In the case of a less-than-ideal transplant match, white blood cells, early signs of an immune response, can show up even as the new organ is being put into the patient in the operating room, he says. However, more typically it happens over the course of about a week as the recipient's immune system naturally produces what Horuzsko calls an "orchestra" of immune cells, with the cytotoxic T cells the most powerful players, he says. "It's a very dynamic
One day the humanized model could also be used as an additional test for compatibility of donor and recipient, Horuzsko says, even to determine how many and which drugs would work best in an individual patient.
"We are talking about a living test of organ compatibility. This is the future of personalized medicine," Horuzsko says, noting that higher HLA-G dimer levels and less response to the donor organ would translate to less medicine and better outcomes.
Current therapies to help avoid organ rejection include optimizing the recipient-donor match then giving drugs that generally suppress the immune response, which can leave patients vulnerable to infections and cancer.

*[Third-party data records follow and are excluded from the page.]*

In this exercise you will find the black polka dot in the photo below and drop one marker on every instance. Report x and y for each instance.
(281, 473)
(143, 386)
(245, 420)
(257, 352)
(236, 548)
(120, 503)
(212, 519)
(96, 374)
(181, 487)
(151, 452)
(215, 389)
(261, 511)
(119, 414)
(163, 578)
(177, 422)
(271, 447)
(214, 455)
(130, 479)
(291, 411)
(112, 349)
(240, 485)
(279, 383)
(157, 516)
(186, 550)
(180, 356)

He adds that the dimer, while powerful, is oddly vulnerable in that it can easily break apart. "We need to generate a stable, unbreakable HLA-G dimer," he says of ongoing work that must be completed before moves are made toward clinical trials.
While naturally high levels of HLA-G don't increase your risk of getting cancer, they do reduce your immune system's ability to fight it when you do get it, Horuzsko says. Interestingly, small tumors don't seem to interest HLA-G dimer.
After a kidney transplant, HLA-G levels go up some in most of us, not necessarily to protect the new organ, rather likely as a natural balance to the immune response which logically ramps up in response to the presence of somebody else's organ, he says.
Like HLA-G, granzyme B is normally present in our body, but also quiet, unless it needs to kill the flu virus you pick up from a doorknob or some bacteria on a sandwich, he says. HLA studies already are done to help identify a good organ donor match.